After decoding each transaction, it gets transferred to the standby and the apply process applies its changes to the standby database. pglogical does not apply the changes by running regular SQL queries, but at a lower level, bypassing the overhead associated with parsing and planning SQL queries. This gives pglogical a significant advantage over the existing solutions that all go through the SQL layer (thus paying the parsing and planning).
potential bottlenecks
Clearly, logical replication is susceptible to the same bottlenecks as physical replication, i.e. it’s possible to saturate network when transferring the changes, and I/O on the standby when applying them on the standby. There is also a fair amount of overhead due to additional steps not present in a physical replication.

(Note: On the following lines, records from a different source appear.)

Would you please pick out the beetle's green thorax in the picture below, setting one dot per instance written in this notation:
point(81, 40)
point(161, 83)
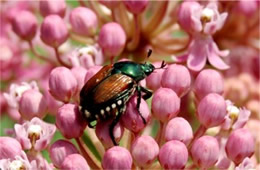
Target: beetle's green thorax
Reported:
point(136, 71)
point(147, 68)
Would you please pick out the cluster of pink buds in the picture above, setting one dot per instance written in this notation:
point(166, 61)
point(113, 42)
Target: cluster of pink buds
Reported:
point(204, 112)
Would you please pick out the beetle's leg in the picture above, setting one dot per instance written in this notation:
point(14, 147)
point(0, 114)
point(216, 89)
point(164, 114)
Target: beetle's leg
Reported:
point(139, 96)
point(89, 125)
point(147, 93)
point(113, 124)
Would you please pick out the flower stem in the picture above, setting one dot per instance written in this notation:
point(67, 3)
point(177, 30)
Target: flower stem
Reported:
point(82, 39)
point(200, 131)
point(100, 148)
point(156, 18)
point(124, 20)
point(91, 159)
point(59, 59)
point(82, 3)
point(136, 34)
point(38, 55)
point(160, 134)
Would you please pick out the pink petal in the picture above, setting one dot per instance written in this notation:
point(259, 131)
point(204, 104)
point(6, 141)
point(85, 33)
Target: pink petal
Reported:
point(215, 60)
point(197, 57)
point(179, 59)
point(212, 6)
point(210, 28)
point(222, 53)
point(21, 136)
point(242, 118)
point(221, 20)
point(45, 139)
point(226, 125)
point(196, 24)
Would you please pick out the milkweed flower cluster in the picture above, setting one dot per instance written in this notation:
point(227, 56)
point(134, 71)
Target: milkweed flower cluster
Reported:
point(204, 112)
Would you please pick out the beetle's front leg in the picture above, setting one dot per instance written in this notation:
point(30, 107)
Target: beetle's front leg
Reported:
point(113, 124)
point(139, 96)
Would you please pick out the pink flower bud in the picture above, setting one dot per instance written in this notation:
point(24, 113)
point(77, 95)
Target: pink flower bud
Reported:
point(60, 150)
point(54, 31)
point(208, 81)
point(173, 155)
point(144, 151)
point(117, 158)
point(185, 16)
point(212, 110)
point(91, 72)
point(75, 161)
point(70, 121)
point(25, 25)
point(136, 6)
point(62, 84)
point(34, 134)
point(110, 3)
point(132, 119)
point(178, 129)
point(112, 39)
point(177, 78)
point(247, 8)
point(165, 104)
point(9, 148)
point(102, 132)
point(81, 24)
point(3, 103)
point(205, 151)
point(240, 144)
point(48, 7)
point(153, 81)
point(80, 74)
point(32, 104)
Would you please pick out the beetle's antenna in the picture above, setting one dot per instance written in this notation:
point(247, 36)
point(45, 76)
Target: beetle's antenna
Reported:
point(149, 53)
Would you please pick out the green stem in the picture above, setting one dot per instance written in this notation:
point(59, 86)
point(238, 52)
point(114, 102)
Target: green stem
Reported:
point(136, 34)
point(200, 132)
point(59, 59)
point(38, 55)
point(91, 159)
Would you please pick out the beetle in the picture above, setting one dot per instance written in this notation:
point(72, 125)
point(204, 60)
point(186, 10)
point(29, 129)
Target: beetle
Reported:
point(105, 95)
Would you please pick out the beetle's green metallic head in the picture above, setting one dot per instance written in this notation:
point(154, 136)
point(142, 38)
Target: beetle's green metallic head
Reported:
point(147, 68)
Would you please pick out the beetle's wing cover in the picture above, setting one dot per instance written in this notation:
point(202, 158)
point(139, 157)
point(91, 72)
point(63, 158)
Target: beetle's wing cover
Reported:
point(95, 80)
point(112, 87)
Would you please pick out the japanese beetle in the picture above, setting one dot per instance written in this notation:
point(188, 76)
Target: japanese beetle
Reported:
point(105, 95)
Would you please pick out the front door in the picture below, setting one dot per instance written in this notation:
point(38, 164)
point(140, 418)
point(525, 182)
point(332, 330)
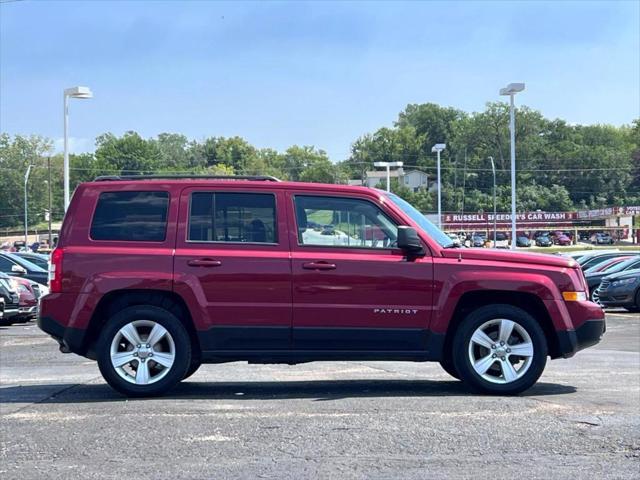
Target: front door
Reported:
point(353, 290)
point(233, 260)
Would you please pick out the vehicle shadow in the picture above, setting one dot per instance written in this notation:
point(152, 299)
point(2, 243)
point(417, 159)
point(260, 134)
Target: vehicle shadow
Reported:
point(317, 390)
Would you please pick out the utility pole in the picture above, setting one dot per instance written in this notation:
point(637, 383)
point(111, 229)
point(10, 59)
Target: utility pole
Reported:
point(26, 223)
point(50, 212)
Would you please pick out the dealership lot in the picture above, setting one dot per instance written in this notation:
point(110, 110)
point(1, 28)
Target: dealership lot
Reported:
point(349, 419)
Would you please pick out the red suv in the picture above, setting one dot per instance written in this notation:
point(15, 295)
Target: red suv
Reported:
point(154, 276)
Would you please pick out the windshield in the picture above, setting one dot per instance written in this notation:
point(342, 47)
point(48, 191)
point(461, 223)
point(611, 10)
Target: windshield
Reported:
point(428, 227)
point(624, 265)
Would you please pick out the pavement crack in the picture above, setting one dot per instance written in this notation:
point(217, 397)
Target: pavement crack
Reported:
point(55, 394)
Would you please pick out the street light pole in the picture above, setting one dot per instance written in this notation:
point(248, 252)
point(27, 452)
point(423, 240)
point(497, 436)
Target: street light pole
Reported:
point(388, 165)
point(511, 90)
point(74, 92)
point(493, 168)
point(26, 223)
point(438, 147)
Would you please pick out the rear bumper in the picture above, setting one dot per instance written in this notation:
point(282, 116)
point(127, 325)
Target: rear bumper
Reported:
point(71, 339)
point(586, 335)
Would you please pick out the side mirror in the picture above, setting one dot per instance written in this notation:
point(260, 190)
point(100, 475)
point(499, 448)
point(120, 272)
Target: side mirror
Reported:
point(409, 241)
point(18, 269)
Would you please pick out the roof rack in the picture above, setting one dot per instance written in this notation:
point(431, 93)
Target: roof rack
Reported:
point(112, 178)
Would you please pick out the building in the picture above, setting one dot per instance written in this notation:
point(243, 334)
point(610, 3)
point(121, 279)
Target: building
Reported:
point(412, 179)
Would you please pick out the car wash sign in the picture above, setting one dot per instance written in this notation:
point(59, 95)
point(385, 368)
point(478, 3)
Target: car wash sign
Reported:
point(544, 217)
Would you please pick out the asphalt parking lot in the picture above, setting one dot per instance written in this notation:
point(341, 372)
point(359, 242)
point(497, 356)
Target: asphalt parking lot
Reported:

We need to somehow collect the logical changes, while physical replication simply forwards the WAL as stream of bytes. As already mentioned, existing solutions usually rely on triggers writing the changes to a “log” table. pglogical instead relies on the write-ahead log (WAL) and logical decoding to achieve the same thing, which is cheaper than triggers and also does not need to write the data twice in most cases (with the added bonus that we automatically apply the changes in commit order).
That is not to say there are no opportunities for additional improvement – for example the decoding currently only happens once the transaction gets committed, so with large transactions this may increase replication lag. Physical replication simply streams the WAL changes to the other node and thus does not have this limitation. Large transactions may also spill to disk, causing duplicate writes, because the upstream has to store them until they commit and they can be sent to the downstream.
Future work is planned to allow pglogical to begin streaming large transactions while they’re still in progress on the upstream, reducing the latency between upstream commit and downstream commit and reducing upstream write amplification.
After the changes are transferred to the standby, the apply process needs to actually apply them somehow. As mentioned in the previous section, the existing solutions did that by constructing and executing SQL commands, while pglogical bypasses the SQL layer and the associated overhead entirely.
Still, that doesn’t make the apply entirely free as it still needs to perform things like primary key lookups, update indexes, execute triggers and perform various other checks. But it’s significantly cheaper than the SQL-based approach. In a sense it works a lot like COPY and is especially fast on simple tables with no triggers, foreign keys, etc.
In all of the logical replication solutions each of those steps (decoding and apply) happen in a single process, so there’s quite a limited amount of CPU time. This is probably the most pressing bottleneck in all the existing solutions, because you may have quite a beefy machine with tens or even hundreds of clients running queries in parallel, but all of that needs to go through a single process decoding those changes (on the master) and one process applying those changes (on the standby).
The "single process" limitation may be somewhat relaxed by using separate databases, as each database is handled by a separate process. When it comes to a single database, future work is planned to parallelize apply via a pool of background workers to alleviate this bottleneck.